A GenStage allowing me to reproduce all events send so far

Hi,

I am trying to build a gen stage that buffers incoming data, and sends it all to any new subscribed consumer.

Background: The GenStage buffers a file, that is created on the fly and the Consumers serve this file to clients in a Phoenix application

In other words: Whenever a new consumer is subscribed, all Events that have been send by this GenStage so far are “resend” to this consumer (but of course not to any existing consumer).

What I got so far:

  • Of course I can simply buffer all Events send by the GenStage
  • I subscribe new consumers by an explicit function. This function takes care of sending the events buffered explicitly to the consumer.

But here are my questions/problems:

  • The GenStage documentation says, that if no consumers are subscribed, events are buffered. When consumers are subscribed, they are not. This means that I cannot rely on some events, hat are in my self created buffer are send the normal way or not. Can I somehow completely disable the buffer behavior of GenStage?
  • When I say, that I send the events “explicitly” to the consumer, that means the consumer has to handle the buffered events in some other way. Is it possible to send the buffered events the normal GenStage way, but only sending it to this one (new consumer)?

Thank you!

I don’t think GenStage is a great tool for your multiple distinct consumers setup you’re describing. GenStage doesn’t care which consumer handles an event and it doesn’t provide any routing for that. Also handle_demand does only provide an integer of how much demand exists from consumers. It doesn’t inform the producer about which consumer sent the demand.

You could use separate GenStage pipelines per distinct consumer though, where the producers pull their events from a shared resource holding the file contents.

I think you can try to accumulate the events somewhere else(ets table, gen_server, external DB, whatever) and in each new phoenix connection read that thing :slight_smile: .

Hey,
Thanks for your suggestion, your setup makes sense, but the “read that thing” is the part I have trouble with. Because I have 2 situations I have to take care of:

A client connects and …

  1. The file has already been fully generated. That is easy, I just read it and than serve it.
  2. The file has not been fully generated.
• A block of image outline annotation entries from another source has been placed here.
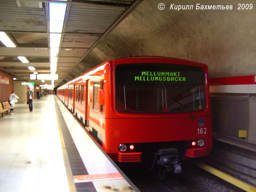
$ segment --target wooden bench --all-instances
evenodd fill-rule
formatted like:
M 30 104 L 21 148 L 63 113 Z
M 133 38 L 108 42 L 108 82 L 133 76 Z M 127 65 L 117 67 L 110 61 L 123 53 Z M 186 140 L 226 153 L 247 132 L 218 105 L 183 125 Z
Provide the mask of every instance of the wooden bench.
M 7 102 L 7 104 L 8 104 L 8 105 L 6 103 L 6 102 Z M 8 106 L 8 105 L 9 105 L 9 106 Z M 0 104 L 0 114 L 3 114 L 3 116 L 4 116 L 4 115 L 5 111 L 7 112 L 6 114 L 8 114 L 8 111 L 9 110 L 10 110 L 10 107 L 11 106 L 8 101 L 3 102 Z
Than I have to serve the data generated so far (easy) and somehow stream the rest when it will be generated in the future.

Point 2 is the one I have trouble with. Maybe you have a suggestion for this?

Thank you!

Hey,

Thanks for your reply! The trouble I have when implementing this the “pull” part.
How would you pull form the shared resource, if the data is not yet there and has to be waited for?

The best Idea I have is calling some “pull” function on a regular basis, which sounds horrible inefficient.

You could “register” with the shared system to receive initial state (what it knows about now) and for it sending any later additions as messages.

1 Like

This sounds like a solution to me :slight_smile:

ok, I will try it out :). Thank you guys for your help and time!